Le lieu devient vite le rendez-vous familial des parisiens de la Rive droite. On va « chez Carette » de génération en génération, avec sa grand-mère à l’heure du thé, avec ses enfants pour un goûter gourmand ou ses amis au déjeuner.
Pourquoi le salon plaît-t-il toujours autant aujourd’hui ? Parce qu’il est immuable ! Si Carette s’est offert une petite beauté au tournant du XXIe siècle, l’établissement n’a jamais vraiment changé : le portrait de l’illustre patronne Madeleine Carette est toujours accroché au mur, les tables sont toujours en marbre rose, le carrelage en mosaïque a été conservé tout comme les miroirs et les éclairages en verre dépoli qui ont gardé leur style des années 30. Il y aussi le cérémonial d’un autre temps : les serveuses portant des tabliers blancs comme autrefois, la vaisselle joliment vintage avec ses services en porcelaine fleurie, ses carafes en argent, ses soucoupes et sous-tasses qui prennent toute la place sur les tables ! Carette, c’est tout cela : un service d’apparat, un décor mêlant classicisme et années folles, un lieu animé du matin au soir où se croisent la clientèle d’habitués, les riverains lisant le journal, quelques célébrités et des Instagrammeurs venus du monde entier pour photographier les pâtisseries dans leurs assiettes siglées Carette. »

J’ai cherché en vain des références littéraires où elle serait mise en scène, mais n’en ai pas trouvé.
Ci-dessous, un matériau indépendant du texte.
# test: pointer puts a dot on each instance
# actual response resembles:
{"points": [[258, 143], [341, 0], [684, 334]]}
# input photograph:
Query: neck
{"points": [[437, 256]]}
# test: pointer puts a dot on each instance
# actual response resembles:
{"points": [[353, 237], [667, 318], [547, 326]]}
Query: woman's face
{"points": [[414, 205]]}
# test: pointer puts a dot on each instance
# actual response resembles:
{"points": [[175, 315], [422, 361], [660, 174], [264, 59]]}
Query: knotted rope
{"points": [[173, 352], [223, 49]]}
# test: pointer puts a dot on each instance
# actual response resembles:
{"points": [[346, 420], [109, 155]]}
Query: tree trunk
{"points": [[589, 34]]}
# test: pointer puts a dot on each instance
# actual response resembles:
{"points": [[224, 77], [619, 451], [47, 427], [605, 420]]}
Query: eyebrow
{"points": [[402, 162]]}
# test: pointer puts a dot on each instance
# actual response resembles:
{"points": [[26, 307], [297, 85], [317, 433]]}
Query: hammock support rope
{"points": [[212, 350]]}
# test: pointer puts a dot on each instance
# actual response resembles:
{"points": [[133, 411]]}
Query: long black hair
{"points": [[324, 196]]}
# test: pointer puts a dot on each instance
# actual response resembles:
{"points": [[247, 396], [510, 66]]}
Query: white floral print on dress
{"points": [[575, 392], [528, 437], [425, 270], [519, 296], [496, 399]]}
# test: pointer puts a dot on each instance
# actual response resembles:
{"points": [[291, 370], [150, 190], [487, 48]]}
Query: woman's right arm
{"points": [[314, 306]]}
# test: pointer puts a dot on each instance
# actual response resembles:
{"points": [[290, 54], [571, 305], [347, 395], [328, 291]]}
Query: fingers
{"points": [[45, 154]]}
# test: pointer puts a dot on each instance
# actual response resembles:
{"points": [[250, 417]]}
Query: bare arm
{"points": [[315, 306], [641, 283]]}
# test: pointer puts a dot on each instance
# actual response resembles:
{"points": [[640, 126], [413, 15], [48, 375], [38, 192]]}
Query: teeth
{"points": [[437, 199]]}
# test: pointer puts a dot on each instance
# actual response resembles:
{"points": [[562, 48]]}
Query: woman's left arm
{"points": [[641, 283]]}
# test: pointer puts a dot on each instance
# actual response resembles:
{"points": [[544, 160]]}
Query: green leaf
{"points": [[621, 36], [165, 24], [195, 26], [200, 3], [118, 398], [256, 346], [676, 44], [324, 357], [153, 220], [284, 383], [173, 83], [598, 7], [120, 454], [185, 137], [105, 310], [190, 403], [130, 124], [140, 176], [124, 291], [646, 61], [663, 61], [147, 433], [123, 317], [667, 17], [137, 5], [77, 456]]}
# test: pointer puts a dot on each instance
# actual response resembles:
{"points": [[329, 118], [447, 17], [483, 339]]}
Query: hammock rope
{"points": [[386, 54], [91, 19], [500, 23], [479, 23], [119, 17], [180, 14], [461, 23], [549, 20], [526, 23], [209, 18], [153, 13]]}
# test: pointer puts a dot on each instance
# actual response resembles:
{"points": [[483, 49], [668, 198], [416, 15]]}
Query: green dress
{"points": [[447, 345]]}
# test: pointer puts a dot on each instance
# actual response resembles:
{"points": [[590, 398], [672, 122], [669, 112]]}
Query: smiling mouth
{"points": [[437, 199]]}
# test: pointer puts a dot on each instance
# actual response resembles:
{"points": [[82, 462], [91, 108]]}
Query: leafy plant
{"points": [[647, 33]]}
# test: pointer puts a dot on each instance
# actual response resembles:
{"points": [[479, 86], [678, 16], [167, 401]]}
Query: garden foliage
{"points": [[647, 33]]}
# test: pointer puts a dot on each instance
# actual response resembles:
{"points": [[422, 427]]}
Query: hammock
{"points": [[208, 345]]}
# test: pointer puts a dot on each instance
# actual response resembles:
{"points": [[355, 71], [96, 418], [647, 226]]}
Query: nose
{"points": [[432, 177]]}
Mais il est vrai que Proust est décédé 5 ans avant sa création…

Les Marches, un ancien « routiers » au coeur du 16ème

Le nom de ce restaurant vous évoque peut-être quelque chose, car je l’ai déjà évoqué dans un article de ce blog, concernant la visite des environs du Musée d’Art Moderne à Paris, et en particulier la rue de la Manutention, dont le nom m’avait interpelée. C’est ainsi que j’ai compris la présence de ce « routiers » en plein coeur de Paris… Naguère c’était un quartier militaire d’un côté, d’entreprises de l’autre… J’étais alors passée devant, mais il était fermé, et je m’étais juré d’aller en goûter la cuisine.

Source : sobarnes.com

A la sortie de l’exposition Sarah Moon – dont je traiterai bientôt -, j’ai appelé le restaurant pour réserver une table. Une charmante voix masculine m’a répondu qu’il était plein ce soir-là. Au regard de mon insistance, la voix m’a proposé de venir à tout hasard vers 20h. Comme la ténacité fait partie de mes défauts (et de mes qualités?), j’y suis allée, malgré une pluie battante. A l’arrivée, même réponse « c’est plein ». Nouvelle insistance, et promesse de ne pas rester longtemps.
Et j’ai obtenu gain de cause, pour ma plus grande joie.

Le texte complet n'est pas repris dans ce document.